The Red Sox outfielder used contact lenses for three or four years, but that caused problems when he was trying to play.
"[The lense] would always dry up on me, roll in the back of my eye," Sweeney said. "When I'd be in the outfield, sometimes it'd fall out and I couldn't see. One time my bags didn't come in, and I didn't have my contacts, so I couldn't hit. Then at the plate, I'd have blurry vision plus wind and all the elements. I just hated it."
So, in 2009, Sweeney decided to have laser eye surgery.
The result has been Sweeney's best season yet.
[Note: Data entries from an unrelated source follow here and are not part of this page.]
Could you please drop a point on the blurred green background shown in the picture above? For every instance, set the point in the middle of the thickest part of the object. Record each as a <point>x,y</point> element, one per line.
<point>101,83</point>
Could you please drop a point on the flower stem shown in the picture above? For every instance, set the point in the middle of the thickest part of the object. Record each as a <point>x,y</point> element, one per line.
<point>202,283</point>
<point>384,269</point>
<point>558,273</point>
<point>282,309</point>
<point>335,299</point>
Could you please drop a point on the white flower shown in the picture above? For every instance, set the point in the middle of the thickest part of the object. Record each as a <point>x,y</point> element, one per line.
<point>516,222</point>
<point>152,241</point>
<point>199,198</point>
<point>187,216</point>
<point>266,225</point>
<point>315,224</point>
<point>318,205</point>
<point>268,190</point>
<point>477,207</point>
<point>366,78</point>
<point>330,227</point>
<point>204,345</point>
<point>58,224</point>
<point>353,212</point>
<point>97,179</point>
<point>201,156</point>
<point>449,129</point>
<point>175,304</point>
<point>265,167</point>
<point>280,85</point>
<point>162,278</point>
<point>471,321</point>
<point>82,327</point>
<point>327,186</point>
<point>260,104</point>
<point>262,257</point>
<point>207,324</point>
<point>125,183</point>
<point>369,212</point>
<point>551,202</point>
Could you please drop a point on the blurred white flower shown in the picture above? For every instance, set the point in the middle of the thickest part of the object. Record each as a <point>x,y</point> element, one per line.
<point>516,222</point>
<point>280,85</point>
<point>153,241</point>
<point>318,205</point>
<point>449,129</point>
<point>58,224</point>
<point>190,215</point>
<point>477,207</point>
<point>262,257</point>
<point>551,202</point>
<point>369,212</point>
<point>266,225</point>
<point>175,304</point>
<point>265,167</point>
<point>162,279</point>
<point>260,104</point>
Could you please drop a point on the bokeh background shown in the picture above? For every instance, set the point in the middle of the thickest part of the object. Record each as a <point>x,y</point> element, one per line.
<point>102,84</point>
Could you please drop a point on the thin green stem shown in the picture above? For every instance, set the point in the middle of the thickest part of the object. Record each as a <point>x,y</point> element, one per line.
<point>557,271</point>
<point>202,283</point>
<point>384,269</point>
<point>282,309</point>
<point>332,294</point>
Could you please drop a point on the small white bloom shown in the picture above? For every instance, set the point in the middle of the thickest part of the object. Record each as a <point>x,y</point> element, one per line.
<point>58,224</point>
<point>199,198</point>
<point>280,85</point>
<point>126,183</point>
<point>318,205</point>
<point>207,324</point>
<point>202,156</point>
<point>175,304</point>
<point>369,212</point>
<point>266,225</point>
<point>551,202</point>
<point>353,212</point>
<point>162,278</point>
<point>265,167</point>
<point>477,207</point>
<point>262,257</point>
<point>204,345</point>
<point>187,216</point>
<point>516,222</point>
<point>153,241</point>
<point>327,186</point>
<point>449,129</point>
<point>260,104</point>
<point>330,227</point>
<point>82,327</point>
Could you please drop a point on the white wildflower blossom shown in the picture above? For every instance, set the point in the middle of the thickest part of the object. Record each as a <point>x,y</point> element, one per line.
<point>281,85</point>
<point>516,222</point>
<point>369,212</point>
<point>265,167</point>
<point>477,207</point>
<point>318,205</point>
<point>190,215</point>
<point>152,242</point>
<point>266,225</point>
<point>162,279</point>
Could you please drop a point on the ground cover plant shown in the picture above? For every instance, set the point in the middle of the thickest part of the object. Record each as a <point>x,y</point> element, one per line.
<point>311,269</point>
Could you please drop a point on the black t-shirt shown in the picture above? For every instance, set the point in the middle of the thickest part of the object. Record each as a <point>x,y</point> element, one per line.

Sweeney played a larger role in the Athletics' attack in 2009 with a .293 batting average and a career-high six home runs and 53 RBIs.
"I don't have those problems anymore," Sweeney said. "I don't have to worry about contacts."
Sweeney still has annual visits with his eye doctor, usually right before spring training, to make sure his hand-eye coordination is right where it should be.
"I remember times I'd be standing in center field and I'd have my contact roll in the back of my eye and I couldn't see," Sweeney said. "I'd recommend [laser surgery]. Nowadays, they've come a long way in the way that they do that sort of stuff."
The pinpoint eyesight has let Sweeney show off his defensive prowess in the Red Sox outfield, including a spectacular diving catch against the Phillies in May.